The Old Way: “Was Graduated From”

Let’s travel back in time. In the early 1900s, conventional wisdom said that a school did the act of graduating students. Therefore, the proper way to use “graduated” was to say that Johnny was graduated from high school. That opens in a new windowpassive wording, “was graduated from,” was considered standard English.

The current standard usage is to say someone graduated FROM high school.

But by 1963, H. L. Mencken declared in his book The American Language* that the active form had triumphed over the passive form because of the American drive to simplify the language. In other words, people insisted on dropping the word “was” from “was graduated from college.” If you search Google Books, you can see the steady decline over time in phrases such as “was graduated from” and “was graduated from college.” (Do your own search.)

The Current Way: “Graduated From”

I’m willing to bet that to most of you today, “Johnny was graduated from high school” sounds odd and maybe even wrong. We say “Johnny graduated FROM high school.”

The Emerging Way: “Graduated”

Yet, here’s where it gets annoying. The drive to simplify still exists, and now people are starting to drop the “from” and say “Johnny graduated high school.” Again, if you search Google Books for phrases such as “graduated high school” and “graduated college,” you’ll see a steady increase over time.

Although careful writers will still say “Johnny graduated FROM high school,” sentences like “Johnny graduated high school” are showing up in more and more edited writing and are starting to become acceptable.

I know many of you are cringing. I am too. I hate the way it sounds, but you have to remember that 50 to 70 years ago a lot of people cringed when others dropped the “was” and just said what we consider normal: “graduated from high school.”  They thought that sounded terrible and  careful writers should stick with “Johnny WAS graduated from high school.”

“Graduated High School”: Like Overloud Talking

One thing I love about Bryan Garner’s book opens in a new windowGarner’s Modern American Usage is that it addresses language change, and the newest edition has a language-change index that assigns a number to how acceptable a new usage is. Something at stage 5, such as the phrase “graduated from high school” is completely acceptable, whereas something at stage 1 is rejected–it’s out-and-out wrong. Garner places the newish usage “graduated high school” at stage 3, right in the middle. You’ll hear it a lot, even among professional writers and educated people, but careful writers won’t use it.

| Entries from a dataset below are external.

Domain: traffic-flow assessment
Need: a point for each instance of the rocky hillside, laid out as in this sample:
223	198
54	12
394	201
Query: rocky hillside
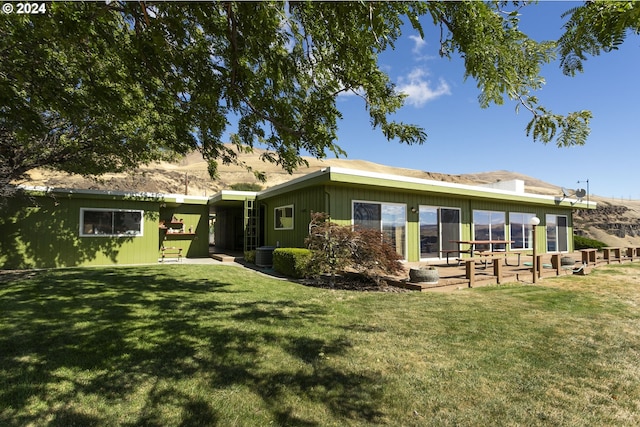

The funny thing Garner does is compare the stages on his language-change index to other scales. For example, in golf, stage 3 would be the equivalent of hitting a double bogey and in olfaction, stage 3 would be smelly (not foul, but not neutral). If you’re trying to place how annoying the phrase “graduated college” is, Garner would recommend imagining someone  talking too loud in a restaurant or on the bus.

My advice is to be refined. Hit a hole in one and stick with “graduated from college.” It will make your English teachers proud.

References

  1. “graduate,” AP Stylebook Online. 2011 https://www.apstylebook.com/ (accessed May 25, 2011).
  2. Garner, B. Garner’s Modern American Usage, 3rd Edition. Oxford University Press, 2009, p. 399.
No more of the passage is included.